Down syndrome awareness month is a time to celebrate the successes of people with Down syndrome while reflecting on the continuing needs of the community. Some studies have indicated that between 50 and 90 percent of children diagnosed with Down syndrome are aborted.
As a society, we are more invested than ever in supporting people with Down syndrome—once they are born. Last month, $60 million was dedicated to bolster federal Down syndrome research. Down syndrome advocates like model Grace Strobel, who just landed her first national skin care campaign, reach new heights.
When introducing her family, Judge Amy Barrett said that all her children say their youngest brother Benjamin, who has Down syndrome, is their favorite sibling. Though who live with Down syndrome live happy and fulfilled lives, but too often those lives are cut short before they even take their first breath.
As President Trump stated in his Down syndrome awareness month remarks:
“As our society progresses toward a more inclusive future, there are still those who pass judgment on which lives are worth living. As President, I denounce radical proposals to terminate pregnancies of unborn children with Down syndrome. Our Nation will continue to emphatically affirm the self-evident ideal that all children—born and unborn—are created in the image of God, are worthy of life, and deserve to be loved.

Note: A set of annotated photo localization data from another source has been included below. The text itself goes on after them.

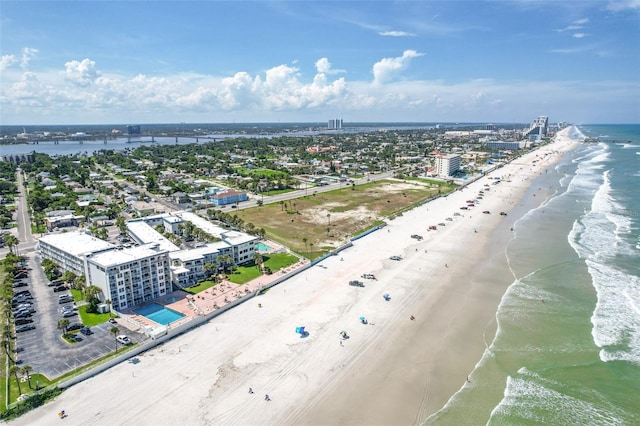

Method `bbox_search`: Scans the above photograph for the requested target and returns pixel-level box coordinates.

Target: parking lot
[13,250,148,379]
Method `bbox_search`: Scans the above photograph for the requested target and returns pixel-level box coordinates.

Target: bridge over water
[29,134,227,144]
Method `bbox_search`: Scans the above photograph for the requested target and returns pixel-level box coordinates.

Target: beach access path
[11,129,579,426]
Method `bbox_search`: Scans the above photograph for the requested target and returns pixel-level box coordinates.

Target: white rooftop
[88,243,168,268]
[126,221,180,252]
[39,231,115,257]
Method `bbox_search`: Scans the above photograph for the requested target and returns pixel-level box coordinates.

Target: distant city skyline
[1,1,639,125]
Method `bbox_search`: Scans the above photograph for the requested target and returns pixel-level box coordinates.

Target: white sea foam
[566,154,640,365]
[489,373,626,425]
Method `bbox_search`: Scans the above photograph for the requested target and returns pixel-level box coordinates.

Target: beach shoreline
[10,128,580,426]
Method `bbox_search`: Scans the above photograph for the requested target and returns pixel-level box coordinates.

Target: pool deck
[120,249,309,332]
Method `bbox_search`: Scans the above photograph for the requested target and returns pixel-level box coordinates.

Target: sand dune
[12,129,578,426]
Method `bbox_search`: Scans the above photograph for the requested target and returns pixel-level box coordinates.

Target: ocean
[428,124,640,425]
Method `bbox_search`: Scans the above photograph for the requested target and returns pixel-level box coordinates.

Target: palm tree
[84,285,103,303]
[105,299,113,317]
[57,318,70,336]
[21,365,33,389]
[1,339,14,364]
[327,213,331,226]
[9,365,22,395]
[302,237,308,253]
[2,234,19,255]
[253,252,263,271]
[110,326,120,352]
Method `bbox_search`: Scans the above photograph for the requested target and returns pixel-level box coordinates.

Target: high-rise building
[524,116,548,139]
[328,118,343,130]
[435,154,461,177]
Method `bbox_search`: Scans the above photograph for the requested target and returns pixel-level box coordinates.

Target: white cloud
[372,50,424,85]
[607,0,640,12]
[64,58,101,87]
[1,51,638,124]
[379,30,416,37]
[573,33,587,38]
[0,55,17,71]
[556,18,589,32]
[21,47,39,70]
[315,58,332,74]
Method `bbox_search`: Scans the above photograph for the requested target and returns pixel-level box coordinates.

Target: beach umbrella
[383,293,390,301]
[295,326,305,334]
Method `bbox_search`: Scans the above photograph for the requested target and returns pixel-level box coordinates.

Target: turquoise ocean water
[428,125,640,425]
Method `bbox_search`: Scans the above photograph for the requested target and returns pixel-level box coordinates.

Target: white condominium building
[435,154,461,177]
[37,231,116,276]
[86,243,171,310]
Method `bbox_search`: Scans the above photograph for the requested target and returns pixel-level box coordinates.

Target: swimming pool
[135,303,185,325]
[256,242,273,252]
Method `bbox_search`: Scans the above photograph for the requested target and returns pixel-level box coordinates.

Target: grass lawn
[263,253,299,271]
[78,305,111,326]
[226,263,262,284]
[183,281,217,294]
[216,253,301,285]
[6,372,54,404]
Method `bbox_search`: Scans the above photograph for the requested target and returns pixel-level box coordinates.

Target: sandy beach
[12,129,579,426]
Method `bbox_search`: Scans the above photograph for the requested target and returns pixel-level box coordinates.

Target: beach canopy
[359,316,365,321]
[383,293,390,300]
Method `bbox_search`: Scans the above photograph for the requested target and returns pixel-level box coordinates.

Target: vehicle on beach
[446,217,453,221]
[483,210,490,214]
[428,225,437,230]
[361,273,376,279]
[349,280,365,287]
[453,212,461,216]
[389,255,402,261]
[410,234,423,240]
[460,206,468,210]
[438,223,446,226]
[500,212,507,216]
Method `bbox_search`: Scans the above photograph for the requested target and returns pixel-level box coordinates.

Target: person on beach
[265,394,271,401]
[249,387,253,394]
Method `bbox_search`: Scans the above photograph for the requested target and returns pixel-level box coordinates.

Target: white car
[116,335,132,345]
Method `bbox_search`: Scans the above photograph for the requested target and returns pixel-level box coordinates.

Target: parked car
[58,298,73,305]
[438,223,446,226]
[14,318,33,326]
[410,234,423,240]
[428,225,437,231]
[62,310,77,318]
[14,312,32,319]
[348,280,365,287]
[16,325,36,333]
[361,273,376,279]
[116,335,132,345]
[500,212,507,216]
[53,285,68,293]
[445,217,453,221]
[389,255,402,261]
[460,206,468,210]
[80,327,93,335]
[13,282,28,288]
[483,210,491,214]
[67,323,83,331]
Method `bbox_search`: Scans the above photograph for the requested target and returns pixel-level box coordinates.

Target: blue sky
[1,1,639,125]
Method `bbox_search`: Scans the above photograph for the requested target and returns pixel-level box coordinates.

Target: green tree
[9,365,22,396]
[110,326,120,352]
[2,233,19,255]
[21,365,33,389]
[57,318,70,335]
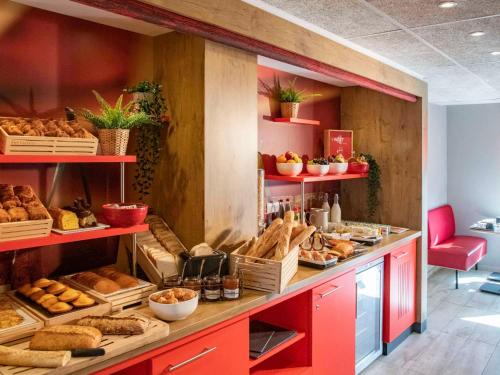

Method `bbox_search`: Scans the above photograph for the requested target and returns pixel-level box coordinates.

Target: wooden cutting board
[0,310,170,375]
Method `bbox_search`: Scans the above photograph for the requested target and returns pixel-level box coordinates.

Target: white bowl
[306,164,329,176]
[329,162,348,175]
[149,289,198,321]
[276,163,303,176]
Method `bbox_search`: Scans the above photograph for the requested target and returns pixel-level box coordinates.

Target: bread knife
[71,348,105,357]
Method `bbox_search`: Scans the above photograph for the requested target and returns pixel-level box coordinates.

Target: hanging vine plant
[125,81,168,200]
[361,153,381,220]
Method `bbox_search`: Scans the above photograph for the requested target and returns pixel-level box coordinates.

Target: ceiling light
[491,51,500,56]
[469,31,485,37]
[438,1,458,8]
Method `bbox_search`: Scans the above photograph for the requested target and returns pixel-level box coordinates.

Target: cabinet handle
[320,285,342,298]
[393,251,408,259]
[165,347,217,372]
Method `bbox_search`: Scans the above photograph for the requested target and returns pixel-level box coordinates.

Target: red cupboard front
[100,238,418,375]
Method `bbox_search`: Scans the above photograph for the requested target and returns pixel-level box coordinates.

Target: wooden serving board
[0,311,169,375]
[8,292,111,327]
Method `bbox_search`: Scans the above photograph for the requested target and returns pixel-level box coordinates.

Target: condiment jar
[222,275,240,300]
[203,275,221,301]
[183,276,202,300]
[163,275,182,289]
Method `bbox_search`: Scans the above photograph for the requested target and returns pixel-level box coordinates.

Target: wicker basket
[98,129,130,155]
[280,102,300,118]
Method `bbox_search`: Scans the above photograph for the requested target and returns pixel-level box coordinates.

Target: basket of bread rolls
[0,184,53,242]
[230,211,316,293]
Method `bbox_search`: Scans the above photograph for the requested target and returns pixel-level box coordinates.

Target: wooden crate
[0,126,98,155]
[230,242,299,293]
[0,310,169,375]
[9,291,111,326]
[62,275,157,313]
[0,218,53,243]
[0,295,43,344]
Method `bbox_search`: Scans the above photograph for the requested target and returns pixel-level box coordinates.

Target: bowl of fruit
[328,154,348,175]
[347,155,369,173]
[306,158,329,176]
[276,151,303,176]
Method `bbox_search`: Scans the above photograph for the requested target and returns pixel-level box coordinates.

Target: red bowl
[102,203,148,227]
[347,162,369,174]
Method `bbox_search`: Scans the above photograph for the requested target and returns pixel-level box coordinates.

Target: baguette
[76,315,149,335]
[283,210,295,224]
[30,325,102,351]
[0,345,70,368]
[291,223,307,241]
[289,225,316,251]
[274,222,293,260]
[72,271,121,294]
[242,236,257,255]
[247,218,283,257]
[94,266,139,289]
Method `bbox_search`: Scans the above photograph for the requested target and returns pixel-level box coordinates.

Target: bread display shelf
[0,311,169,375]
[230,242,299,294]
[265,172,368,183]
[62,276,157,313]
[0,224,149,253]
[0,218,53,243]
[0,126,98,156]
[8,292,111,327]
[0,297,43,345]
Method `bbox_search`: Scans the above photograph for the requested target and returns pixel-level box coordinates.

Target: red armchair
[428,205,487,289]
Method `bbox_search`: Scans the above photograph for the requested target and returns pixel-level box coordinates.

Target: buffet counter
[59,230,421,375]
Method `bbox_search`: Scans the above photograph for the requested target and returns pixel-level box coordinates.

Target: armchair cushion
[428,205,456,247]
[428,235,487,271]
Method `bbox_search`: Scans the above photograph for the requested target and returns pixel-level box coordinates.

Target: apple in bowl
[276,151,303,176]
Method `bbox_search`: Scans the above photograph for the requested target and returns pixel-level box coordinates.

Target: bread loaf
[49,208,79,230]
[72,271,120,294]
[247,218,283,257]
[76,315,148,335]
[283,210,295,224]
[30,325,102,351]
[274,222,293,260]
[291,223,307,240]
[0,345,70,368]
[94,266,138,289]
[289,225,316,251]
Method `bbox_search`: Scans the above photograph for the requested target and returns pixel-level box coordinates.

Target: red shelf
[271,118,320,126]
[265,173,367,183]
[0,224,148,252]
[249,332,306,369]
[0,155,137,163]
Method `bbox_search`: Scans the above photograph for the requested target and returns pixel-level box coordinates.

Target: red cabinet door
[312,270,356,375]
[150,318,248,375]
[383,240,417,343]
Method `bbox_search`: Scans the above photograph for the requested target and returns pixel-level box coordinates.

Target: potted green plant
[82,90,149,156]
[278,77,320,118]
[125,81,168,200]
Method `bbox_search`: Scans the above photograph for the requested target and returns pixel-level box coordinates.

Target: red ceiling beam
[72,0,418,103]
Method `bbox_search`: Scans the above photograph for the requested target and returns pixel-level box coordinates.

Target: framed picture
[324,129,353,159]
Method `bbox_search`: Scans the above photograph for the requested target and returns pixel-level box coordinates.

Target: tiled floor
[362,268,500,375]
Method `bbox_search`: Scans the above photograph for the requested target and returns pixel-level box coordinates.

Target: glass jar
[183,276,202,300]
[222,275,240,300]
[203,275,221,301]
[162,275,182,289]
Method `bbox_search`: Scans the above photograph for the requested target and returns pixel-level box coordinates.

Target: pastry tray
[299,256,338,269]
[0,296,43,344]
[8,291,111,326]
[51,223,110,235]
[349,236,382,245]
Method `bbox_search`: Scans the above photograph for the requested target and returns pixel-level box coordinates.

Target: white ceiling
[247,0,500,105]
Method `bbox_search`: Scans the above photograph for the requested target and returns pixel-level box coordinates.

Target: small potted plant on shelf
[278,77,320,118]
[82,90,150,156]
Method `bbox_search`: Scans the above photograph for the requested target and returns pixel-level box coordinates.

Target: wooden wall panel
[340,86,427,323]
[152,33,206,248]
[340,87,422,230]
[204,41,258,249]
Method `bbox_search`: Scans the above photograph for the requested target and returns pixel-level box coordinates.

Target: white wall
[427,104,448,210]
[448,103,500,270]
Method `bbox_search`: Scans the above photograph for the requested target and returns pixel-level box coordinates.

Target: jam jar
[183,276,202,300]
[222,275,240,300]
[203,275,221,301]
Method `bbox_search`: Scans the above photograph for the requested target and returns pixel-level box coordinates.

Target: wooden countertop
[58,231,421,374]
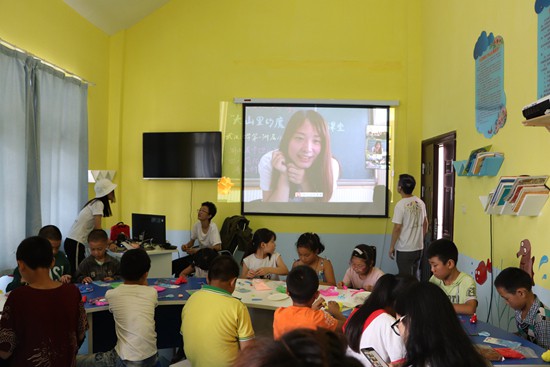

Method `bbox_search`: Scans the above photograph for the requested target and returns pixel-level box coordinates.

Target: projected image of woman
[258,110,339,202]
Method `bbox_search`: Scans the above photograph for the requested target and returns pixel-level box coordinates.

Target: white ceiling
[64,0,170,35]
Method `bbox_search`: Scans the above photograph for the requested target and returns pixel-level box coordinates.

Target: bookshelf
[453,155,504,177]
[522,114,550,132]
[482,175,549,216]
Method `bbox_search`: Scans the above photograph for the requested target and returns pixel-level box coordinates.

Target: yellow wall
[110,0,424,234]
[0,0,111,173]
[422,1,549,287]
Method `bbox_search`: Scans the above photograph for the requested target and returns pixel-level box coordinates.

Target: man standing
[389,174,428,277]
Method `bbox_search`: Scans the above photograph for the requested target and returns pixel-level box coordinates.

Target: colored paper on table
[483,336,522,349]
[186,289,198,295]
[92,281,111,287]
[153,285,166,292]
[110,282,122,288]
[319,288,339,297]
[252,280,271,291]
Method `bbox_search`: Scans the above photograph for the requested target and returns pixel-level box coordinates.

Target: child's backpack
[220,215,252,254]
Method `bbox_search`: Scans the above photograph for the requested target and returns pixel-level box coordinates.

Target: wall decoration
[473,31,507,138]
[536,0,550,98]
[517,239,535,284]
[475,258,492,285]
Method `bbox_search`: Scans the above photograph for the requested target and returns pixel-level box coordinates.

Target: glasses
[391,315,406,336]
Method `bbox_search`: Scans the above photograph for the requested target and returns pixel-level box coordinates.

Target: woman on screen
[258,110,339,202]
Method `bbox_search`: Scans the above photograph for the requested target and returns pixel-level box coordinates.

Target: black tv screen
[143,132,222,179]
[241,103,390,217]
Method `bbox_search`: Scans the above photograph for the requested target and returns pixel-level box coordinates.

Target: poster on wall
[473,31,507,138]
[536,0,550,98]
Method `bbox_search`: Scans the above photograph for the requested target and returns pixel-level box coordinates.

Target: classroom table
[82,279,548,365]
[83,277,204,353]
[459,314,547,365]
[82,278,366,353]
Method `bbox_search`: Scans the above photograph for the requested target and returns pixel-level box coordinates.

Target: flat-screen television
[241,103,390,217]
[143,132,222,179]
[132,213,166,244]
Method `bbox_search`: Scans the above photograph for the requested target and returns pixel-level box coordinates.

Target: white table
[108,247,177,278]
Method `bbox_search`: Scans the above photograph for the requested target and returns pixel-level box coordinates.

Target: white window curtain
[0,44,88,271]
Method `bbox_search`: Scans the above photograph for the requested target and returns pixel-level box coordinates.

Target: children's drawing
[517,239,535,284]
[475,259,492,285]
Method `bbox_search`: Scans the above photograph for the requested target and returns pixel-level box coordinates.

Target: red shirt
[0,283,88,367]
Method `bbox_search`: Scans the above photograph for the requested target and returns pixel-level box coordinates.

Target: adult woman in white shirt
[64,178,116,276]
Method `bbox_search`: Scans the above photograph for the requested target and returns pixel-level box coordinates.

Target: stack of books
[453,145,504,177]
[485,175,549,215]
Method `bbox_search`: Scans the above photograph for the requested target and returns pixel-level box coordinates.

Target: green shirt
[6,251,71,292]
[429,271,477,305]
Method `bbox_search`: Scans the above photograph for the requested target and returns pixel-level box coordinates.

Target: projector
[522,95,550,120]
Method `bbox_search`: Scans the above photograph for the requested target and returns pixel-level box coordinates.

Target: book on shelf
[512,187,550,213]
[504,175,549,204]
[463,145,492,175]
[488,176,516,209]
[471,152,503,175]
[485,175,549,215]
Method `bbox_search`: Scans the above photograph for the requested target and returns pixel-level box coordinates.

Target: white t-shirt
[242,252,282,280]
[106,284,158,361]
[190,221,221,249]
[346,310,406,366]
[67,200,104,244]
[258,150,340,201]
[392,196,427,252]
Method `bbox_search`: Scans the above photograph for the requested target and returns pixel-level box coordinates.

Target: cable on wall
[486,213,495,323]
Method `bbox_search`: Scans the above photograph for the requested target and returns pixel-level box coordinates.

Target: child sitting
[0,236,87,366]
[273,265,346,339]
[241,228,288,280]
[7,224,72,292]
[494,267,550,349]
[75,229,121,284]
[292,232,336,286]
[77,248,159,367]
[181,255,255,367]
[338,244,384,291]
[427,238,477,315]
[193,247,219,278]
[343,274,417,366]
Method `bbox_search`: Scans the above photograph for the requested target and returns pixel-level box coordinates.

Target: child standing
[427,238,477,315]
[494,267,550,349]
[181,255,255,367]
[273,265,345,339]
[75,229,120,284]
[77,248,159,367]
[292,232,336,286]
[7,224,72,292]
[0,236,87,366]
[241,228,288,280]
[338,244,384,291]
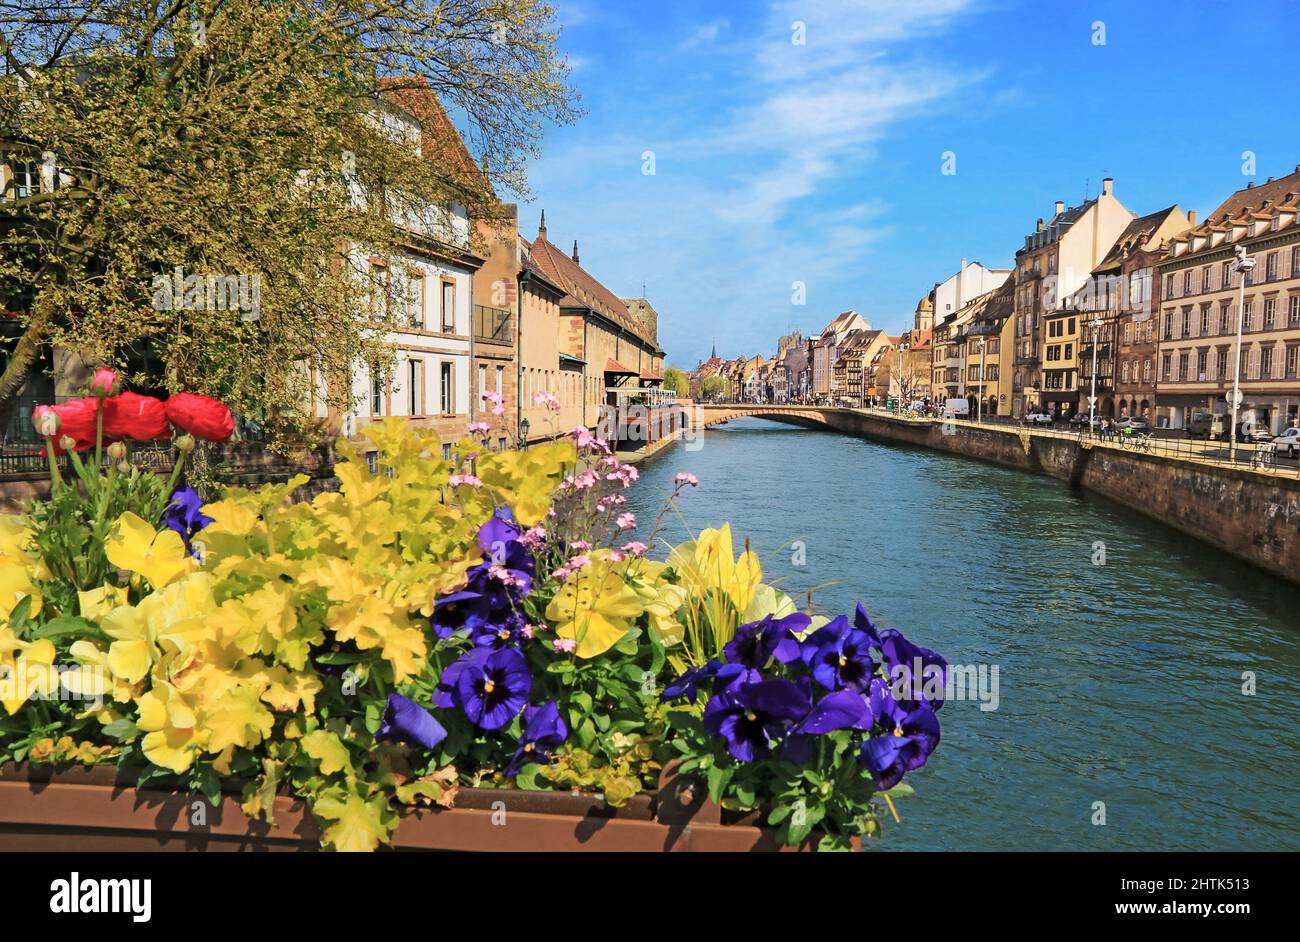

“Our country must never run astray from the certitude that the lives of those with Down syndrome are precious and full of potential. During Down Syndrome Awareness Month, we are reminded that we must never waver in our efforts to support these individuals so that they can enrich the soul of our Nation with their joy and love.”
A Down syndrome diagnosis should never represent a death warrant. Too many people are aborted because they possess genetic differences. We have hundreds of laws protecting people with genetic anomalies once they are born, and we must extend that same kindness and protection to all people regardless of age, location, or genes.
Celebrating the gains made by the Down syndrome advocacy community to improve people’s health and social outcomes, we must be mindful to always support and defend the most vulnerable among us—those members of the human family still in the womb.